Roccatani passava così dal curare un ascesso a operare un’ulcera, fino ad effettuare una plastica ricostruttiva. Come nell’episodio narrato nell’articolo che racconta della sua esperienza come ‘capomanipolo’ durante la guerra d’Africa.

“Il medico o, come è chiamato laggiù, l’achim, rappresenta una vera deità di salvezza” scrive il giornalista, che poi racconta come Roccatani abbia restituito la felicità a un giovane “alto, snello e robusto ma, ahimè colla fisionomia terribilmente deformata da un mento mostruoso”.

Tornato in patria dopo aver contratto la malaria, Roccatani fu alla guida dell’ospedale di Sora, Pontecorvo, Fiuggi e Ceccano, e poi direttore di una clinica privata nella stessa Ceccano dove divenne un mito, le sue mani considerate alla stregua di quelle di un guaritore.
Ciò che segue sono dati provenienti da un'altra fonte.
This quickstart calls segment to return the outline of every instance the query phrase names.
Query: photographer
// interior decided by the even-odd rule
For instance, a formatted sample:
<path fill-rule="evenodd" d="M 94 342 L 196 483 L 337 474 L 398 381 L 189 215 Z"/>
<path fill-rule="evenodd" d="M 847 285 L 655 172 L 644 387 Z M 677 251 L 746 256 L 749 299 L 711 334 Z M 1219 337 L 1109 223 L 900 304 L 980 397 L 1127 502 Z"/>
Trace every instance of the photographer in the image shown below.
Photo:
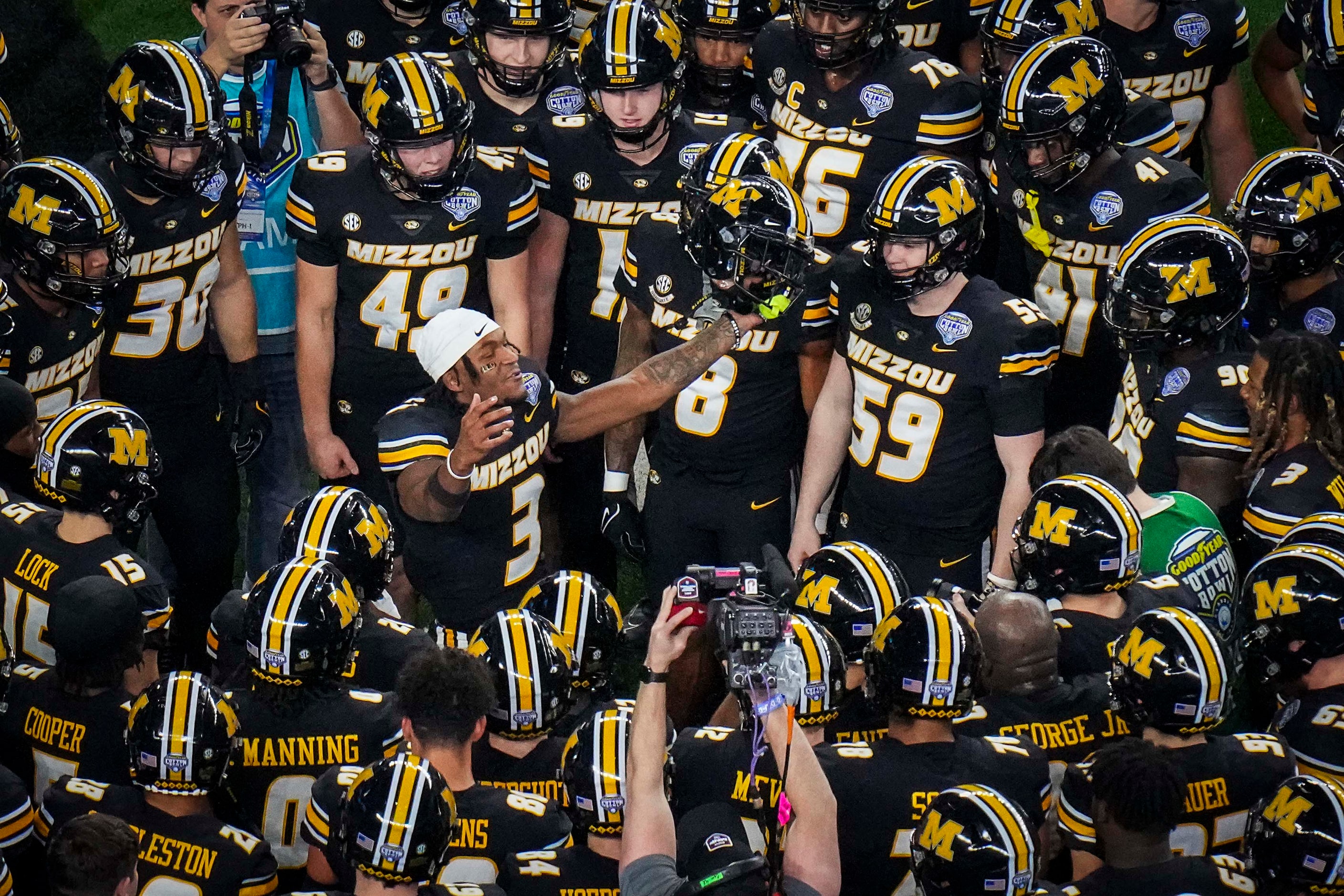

“Arrivavano alla nostra porta malati in pigiama sfuggiti furtivamente (dall’ospedale) per essere curati da nostro padre” ricordano ancora i figli.
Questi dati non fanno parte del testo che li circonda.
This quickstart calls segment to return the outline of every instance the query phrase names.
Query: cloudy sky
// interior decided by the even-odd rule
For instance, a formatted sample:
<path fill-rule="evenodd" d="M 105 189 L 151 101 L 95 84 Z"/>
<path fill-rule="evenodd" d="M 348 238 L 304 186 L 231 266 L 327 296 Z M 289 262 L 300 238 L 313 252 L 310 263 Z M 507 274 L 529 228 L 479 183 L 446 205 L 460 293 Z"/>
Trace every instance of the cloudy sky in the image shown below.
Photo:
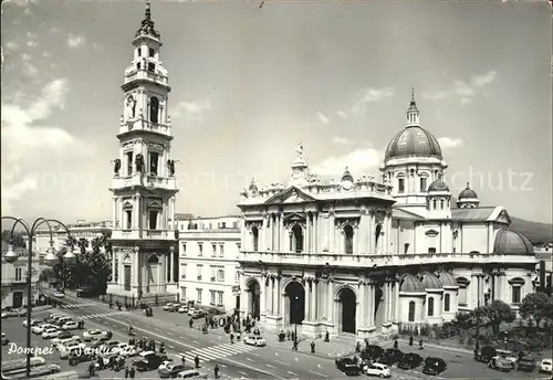
<path fill-rule="evenodd" d="M 2 214 L 111 218 L 124 70 L 140 2 L 2 4 Z M 551 222 L 551 13 L 545 2 L 153 1 L 173 92 L 177 209 L 236 213 L 314 171 L 377 173 L 411 87 L 455 193 Z"/>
Gli ultimi anni di vita li dedicò alla libera professione soprattutto di chirurgo presso cliniche di Roma tra cui Villa Domelia a Montesacro, Santa Sabina all’Aventino, Villa Nina a Frattocchie.

Morì a 57 anni nel 1962 per cancro allo stomaco lasciando cinque figli e la moglie.

Quattro anni più tardi suo figlio più piccolo Enrico, rimasto orfano anche di madre, riuscì ad essere ammesso nel collegio dell’Onaosi di Perugia grazie a una borsa di studio Enpam.

“Nella mia vita – scrive al Giornale della Previdenza – non smetterò mai di ricordare quella mattina del settembre 1971 quando, con mia sorella Anna, che allora era il mio tutore, e in compagnia del suo fidanzato, partii finalmente alla volta di Perugia: ero stato ammesso come convittore all’Onaosi presso il convitto maschile (oggi collegio unico). Trovai ad accogliermi il dottor Degli Esposti, allora vice direttore del maschile che mi condusse dal Direttore, il dottor Castrucci, che io ricordo sempre con grandissima stima. Subito ebbi un’intuizione che qualcosa doveva cambiare in me, e doveva essere importante per il mio futuro…”.

Da allora sono trascorsi quasi cinquant’anni, ma Enrico non ha dimenticato il suo papà.